One of the metrics discussed in the Processing the Numbers primer was the F/+ combined ratings, the official college football rankings for Football Outsiders. In that article I noted it was improper to directly compare F/+ ratings from season to season, highlighting the increasing size of the division as a reason. There are actually three reasons why you shouldn't do this:
- Starting in 2011 (and back-compiled for 2007 and onward), a component for special teams was added to the F/+ formula. This could not be done for 2005 and 2006 due (presumably) to a lack of data, so F/+ ratings for those years are quite a bit lower than in other years.
- In 2005, there were 119 schools in Division I-A/FBS/Actual Football. Now, there are 125. Those six schools and when they joined: Georgia State ('13), Massachusetts ('12), South Alabama ('12), Texas State ('12), UTSA ('12), and Western Kentucky ('08).
- Finally, the "average" team is not going to be of identical quality each and every year, even before accounting for the increasing size of the division. This is particularly noticeable (in my opinion, anyway) in 2007, which is an aberrant year that shows up often in this article.
These schools are not the absolute rock-bottom of the division (here's to you, New Mexico State!), but they tend to be toward the lower end of the bottom half of teams. That drags down the "average" team, which inflates the F/+ rating of the best teams accordingly.
This also came up during Bill Connelly's 2014 Alabama preview, in which he lists the top 20 teams by F/+ rating during the F/+ era. You'll note there's nobody from 2006 and 2007 on the list, and that the best teams from 2005 are ranked relatively low, which makes sense given the issues noted above. I've long wondered if there was an appropriate way to compare these numbers across seasons, and I think I've settled on a reasonable way to go about it: calculating standard scores via standard deviation.
Hidden for those of you who want to skip the stats lesson and head straight to the results.

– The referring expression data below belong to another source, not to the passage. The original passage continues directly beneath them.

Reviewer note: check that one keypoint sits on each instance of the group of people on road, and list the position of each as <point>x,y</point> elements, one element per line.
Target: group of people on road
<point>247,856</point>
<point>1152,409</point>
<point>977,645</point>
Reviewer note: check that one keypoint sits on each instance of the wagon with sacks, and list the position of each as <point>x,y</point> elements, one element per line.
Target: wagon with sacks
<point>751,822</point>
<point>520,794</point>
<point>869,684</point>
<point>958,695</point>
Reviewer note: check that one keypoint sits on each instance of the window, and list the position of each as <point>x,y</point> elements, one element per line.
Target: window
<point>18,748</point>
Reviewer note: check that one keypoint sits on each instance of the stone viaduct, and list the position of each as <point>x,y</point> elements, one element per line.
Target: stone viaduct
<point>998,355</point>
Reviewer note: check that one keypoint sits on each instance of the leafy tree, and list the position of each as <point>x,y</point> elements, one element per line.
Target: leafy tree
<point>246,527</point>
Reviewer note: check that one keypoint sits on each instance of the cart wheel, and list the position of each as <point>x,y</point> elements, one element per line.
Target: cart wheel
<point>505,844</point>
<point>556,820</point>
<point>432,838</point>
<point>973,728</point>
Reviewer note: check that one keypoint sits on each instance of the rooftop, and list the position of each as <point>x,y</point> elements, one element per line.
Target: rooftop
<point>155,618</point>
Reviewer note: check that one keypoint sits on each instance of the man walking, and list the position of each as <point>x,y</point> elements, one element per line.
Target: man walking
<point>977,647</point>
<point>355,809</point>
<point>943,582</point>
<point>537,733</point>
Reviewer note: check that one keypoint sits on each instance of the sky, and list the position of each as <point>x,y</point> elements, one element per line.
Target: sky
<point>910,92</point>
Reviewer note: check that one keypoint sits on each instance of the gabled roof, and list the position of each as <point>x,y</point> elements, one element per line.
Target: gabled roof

As a reminder, standard deviation is a measure of spread from the average of a set of numbers. The smaller the standard deviation, the more tightly clustered that set of numbers is around its average value. The larger the standard deviation, the more spread out the data is from the average.
The standard deviation is frequently used to identify the rarity of a particular result with respect to its population - if you say "three standard deviations above the mean", for the normal distribution you are talking about a reading in the 99.8th percentile, which is, you know, uncommon. Keep this in mind later!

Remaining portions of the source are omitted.